From the well-kneaded dough, break the pieces, one by one, knead again and then spread, -width, flatten, -with the rolling pin or kneader, a round and smooth stick, with which, slowly pressing over the dough, stretch and thin, turning it into a round sheet, as big as a plate or bigger.

After the sheet or cake has become thin enough, take it well, so that it does not break and place it on the stove, - the tin of the tin stove, on a sheet, - the tin, - placed on the embers or on the iron of the plow fire, to bake the cake. From the cake begin to rise a kind of blisters that immediately brown or burn, which makes the cakes have a pleasant taste. After the cake sheet has browned on one side, turn it on the other side to bake. Afterwards, the cakes are placed clit, ie one on top of the other, on the stove or on the shelf, in order to dry completely. & Quot

I wish you a Merry Christmas

# 19 Higeia

Take a look here at how famous I am from the lower Danube & # 33

& quot; Christmas customs - Cakes and rolls

The same care of housewives, around Christmas, is to make cakes and rolls for the eve.

The cakes are made from wheat flour & quoted with a thick sieve & quot.
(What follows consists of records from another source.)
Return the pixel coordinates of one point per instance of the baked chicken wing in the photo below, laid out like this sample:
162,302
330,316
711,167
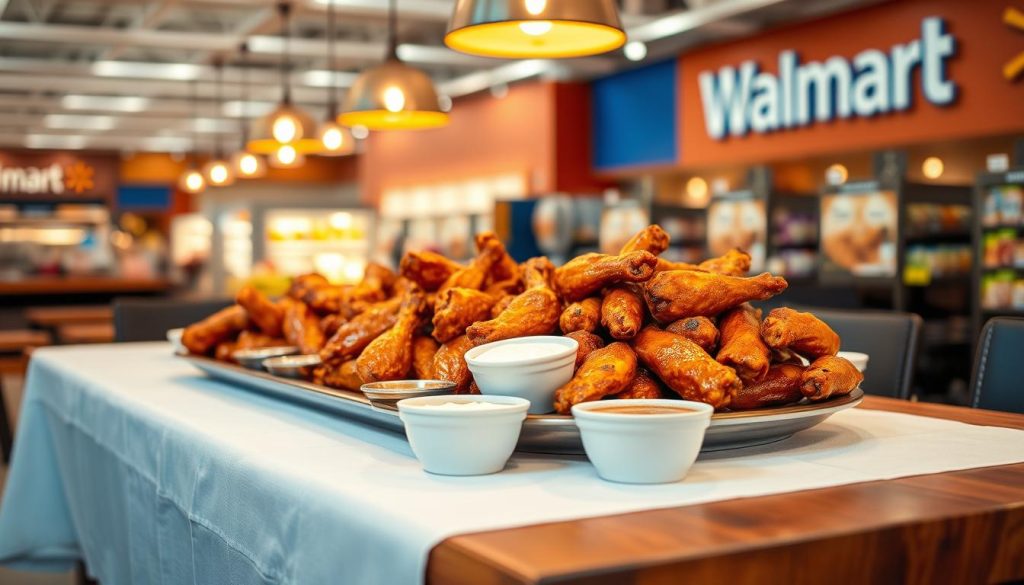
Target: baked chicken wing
685,368
604,372
676,294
The flour is bought from the fair, or the housewife has it ground from her wheat, at the village mill. Soak the flour in warm water and salt. The dough, - called by the parties of Tecuciu County, especially bread, - does not leaven.

From the well-kneaded dough, break the pieces, one by one, knead again and then spread, -width, flatten, -with the rolling pin or kneader, a round and smooth stick, with which, slowly pressing over the dough, stretch and thin, turning it into a round sheet, as big as a plate or bigger.

After the sheet or cake has become thin enough, take it well, so that it does not break and place it on the hob, - the tin of the tin stove, on a sheet, - the tin, - placed on the embers or on the iron of the plow fire, to bake the cake. From the cake begin to rise a kind of blisters that immediately brown or burn, which makes the cakes have a pleasant taste. After the cake sheet has browned on one side, turn it on the other side to bake. Afterwards, the cakes are placed clit, ie one on top of the other, on the stove or on the shelf, in order to dry completely. & Quot

I wish you a Merry Christmas

.
Thank you very much but you only gave us half a prescription. What do the cakes fill in your parts? It's still syrupy. Can you also give us a complete recipe for rolls / is it just bread dough or is something else added? Do they intertwine ?? We're mouth watering waiting.
And I wish you a Happy Holidays and a Happy New Year 2007 & # 33 & # 33 & # 33

Attached images

"Brighten the days of your life, and they will no longer be what they are" Chateaubriand
Good luck Higeia


The need teaches you, says an old Romanian proverb, and not infrequently it has been applied in the kitchen, which has led to the emergence of real delicacies.. One of these delicacies, found in the rural cuisine of Neamţ County, is marshmallow cake.

This dessert appeared as a necessity to provide the body with saturated fats during fasting periods, because the basic ingredient is hemp.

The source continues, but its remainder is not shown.